Tuesday, June 14, 2022

The UK Goes After Fuel Retailers Over Price Gouging

  • UK Competition and Markets Authority to look into the implementation of the government's fuel duty cut.

  • The UK government cut fuel duty by the equivalent of $0.062 per liter in March.

  • The average UK gasoline price last week was the equivalent of more than $8.60 per U.S. gallon.

The UK is launching an urgent review into the retail fuel market to see whether retailers have passed on the government's fuel duty cut from March to filling stations, UK Business and Energy Secretary Kwasi Kwarteng said this weekend.  

Kwarteng asked the Competition and Markets Authority to conduct an urgent review of the retail fuel market, as well as a longer-term investigation under the Enterprise Act, to explore whether the retail fuel market has adversely affected consumer interests.

"Fuel prices are always quick to go up but slow to come down - let's see why," Kwarteng said.
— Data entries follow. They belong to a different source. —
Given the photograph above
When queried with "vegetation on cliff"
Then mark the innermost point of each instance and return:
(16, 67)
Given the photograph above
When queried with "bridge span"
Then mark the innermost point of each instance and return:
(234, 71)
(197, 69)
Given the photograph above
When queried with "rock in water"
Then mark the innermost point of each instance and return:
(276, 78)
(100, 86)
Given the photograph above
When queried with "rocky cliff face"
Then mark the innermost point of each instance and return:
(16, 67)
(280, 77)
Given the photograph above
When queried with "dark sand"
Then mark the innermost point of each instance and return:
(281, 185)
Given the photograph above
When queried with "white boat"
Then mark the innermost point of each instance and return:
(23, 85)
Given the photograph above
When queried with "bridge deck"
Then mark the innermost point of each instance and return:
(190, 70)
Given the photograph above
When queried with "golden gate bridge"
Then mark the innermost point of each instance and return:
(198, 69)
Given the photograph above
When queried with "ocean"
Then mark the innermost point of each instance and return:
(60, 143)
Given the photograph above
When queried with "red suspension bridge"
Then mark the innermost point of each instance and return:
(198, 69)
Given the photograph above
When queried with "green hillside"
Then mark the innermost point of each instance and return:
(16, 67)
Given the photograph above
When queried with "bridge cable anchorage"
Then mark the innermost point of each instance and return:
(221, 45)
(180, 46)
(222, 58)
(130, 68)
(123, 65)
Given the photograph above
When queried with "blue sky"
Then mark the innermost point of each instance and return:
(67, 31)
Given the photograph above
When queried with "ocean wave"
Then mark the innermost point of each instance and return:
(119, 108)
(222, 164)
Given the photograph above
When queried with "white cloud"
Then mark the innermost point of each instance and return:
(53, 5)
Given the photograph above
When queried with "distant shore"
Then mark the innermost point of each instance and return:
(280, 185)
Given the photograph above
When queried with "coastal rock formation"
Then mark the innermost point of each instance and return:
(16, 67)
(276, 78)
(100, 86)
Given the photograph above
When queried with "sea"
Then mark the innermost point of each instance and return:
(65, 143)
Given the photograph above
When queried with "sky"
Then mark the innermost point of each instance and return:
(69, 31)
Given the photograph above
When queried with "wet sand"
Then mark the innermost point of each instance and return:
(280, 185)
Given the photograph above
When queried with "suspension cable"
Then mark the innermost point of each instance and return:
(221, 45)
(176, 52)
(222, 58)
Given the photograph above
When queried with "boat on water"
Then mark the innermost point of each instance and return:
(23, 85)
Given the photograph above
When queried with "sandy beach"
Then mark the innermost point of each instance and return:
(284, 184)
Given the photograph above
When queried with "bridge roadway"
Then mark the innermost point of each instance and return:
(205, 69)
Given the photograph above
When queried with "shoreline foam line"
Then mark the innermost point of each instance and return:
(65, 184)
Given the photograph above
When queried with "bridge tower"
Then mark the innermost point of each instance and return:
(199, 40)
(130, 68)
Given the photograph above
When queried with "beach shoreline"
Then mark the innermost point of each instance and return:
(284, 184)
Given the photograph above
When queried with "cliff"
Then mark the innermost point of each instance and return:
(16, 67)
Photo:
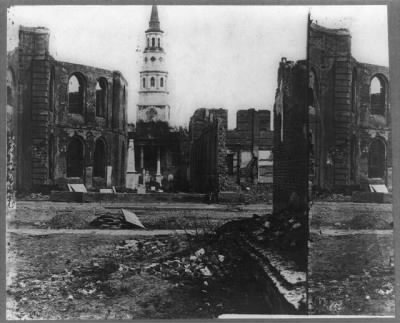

"The British people are rightly frustrated that the £5 billion package does not always appear to have been passed through to forecourt prices and that in some towns, prices remain higher than in similar, nearby towns," the energy secretary said in a letter to the Competition and Markets Authority dated June 11.

The investigation comes as the average price of filling up the tank of a typical family car last week exceeded triple digits in UK currency for the first time ever.

The UK government cut fuel duty by the equivalent of $0.062 per liter in March, but prices have jumped by a lot more since then.  

Wholesale gasoline costs in the UK have already jumped fivefold the amount of the fuel duty cut, Simon Williams, fuel spokesperson at the UK's motoring organization RAC, said last week.

Gasoline prices in the UK—where total taxes on gasoline account for an average 46% of the retail price, per RAC—saw last week the highest daily price jump in 17 years. The average UK gasoline price last week was the equivalent of more than $8.60 per U.S. gallon.

Records continued to be broken in the following days until the average cost of filling a 55-liter family car passed the £100 ($125) mark, the first time in history that drivers are paying triple digits for a full tank.